Les déplacés éthiopiens et les rapatriés ont besoin d'un soutien continu

Ceci est un résumé des déclarations du porte-parole du HCR Babar Baloch – à qui toute citation peut être attribuée – lors de la conférence de presse du 07 septembre 2018 au Palais des Nations à Genève.

Une femme de la communauté Gedeo prepare un repas dans un site de déplacés en Ethiopie.

Une femme de la communauté Gedeo prepare un repas dans un site de déplacés en Ethiopie.   © HCR / Anne Hellge

Le HCR, l'Agence des Nations Unies pour les réfugiés, demande instamment un soutien accru pour un million de personnes déplacées par les violences récentes dans le sud-ouest de l'Ethiopie, y compris celles qui sont rentrées chez elles.

Depuis avril 2018, les conflits entre les communautés des zones frontalières de la région des nations, nationalités et peuples du Sud et de la région d'Oromia en Ethiopie ont forcé les civils à fuir leurs foyers. Les violences récentes ont fait suite à plus d'un an de sécheresse et de tensions sur les ressources.

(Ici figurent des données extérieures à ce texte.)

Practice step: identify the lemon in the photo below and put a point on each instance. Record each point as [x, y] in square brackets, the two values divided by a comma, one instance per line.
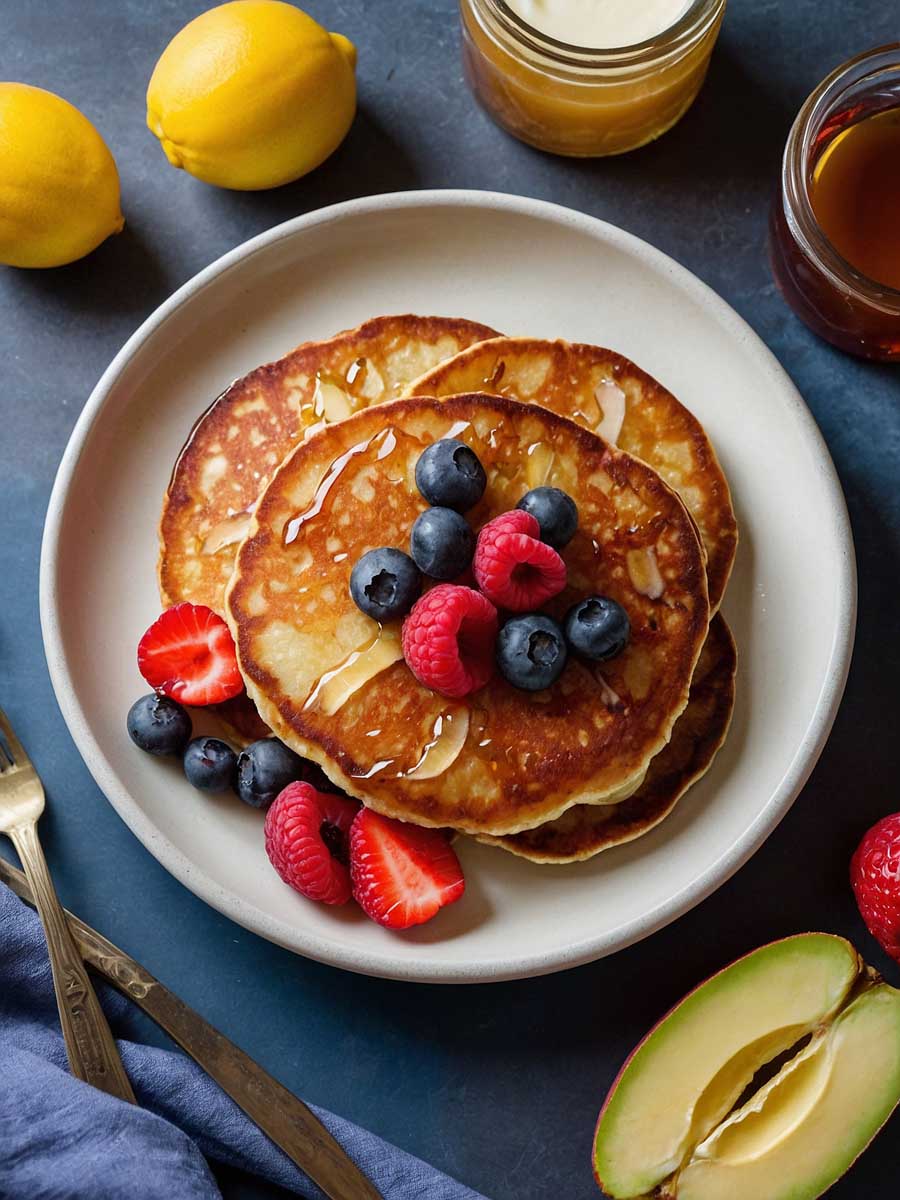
[252, 94]
[59, 187]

Des civils témoignent avoir vu des maisons brûlées, des différends entre voisins qui sont forcés de fuir avec rien d'autre que les vêtements qu'ils portaient ce jour-là.

Le HCR répond aux besoins urgents des personnes déplacées et des rapatriés, après que le gouvernement éthiopien a demandé une aide humanitaire. Nous avons déployé deux équipes d'intervention d'urgence sur le terrain dans les régions de Gedeo et de West Guji.

Alors que les gens continuent de fuir, les estimations du gouvernement suggèrent que plus de 200 000 personnes sont retournées dans leur région d'origine. Le HCR et ses partenaires demandent que tous les retours soient librement consentis et qu’ils se déroulent dans la sécurité et la dignité. Selon notre suivi initial, l’opinion des déplacés internes concernant le retour sont variées, certaines personnes exprimant leur réticence à rentrer de peur que la violence ne reprenne.

Nos équipes ont observé que de nombreux déplacés étaient accueillis dans des écoles, des hôpitaux et d'autres bâtiments publics. Ceux qui sont retournés chez eux sur leurs parcelles ou dans leurs fermes constatent souvent qu'il n'y a plus rien. Les infrastructures telles que les écoles, les usines de café et les centres de santé ont été partiellement ou totalement détruites.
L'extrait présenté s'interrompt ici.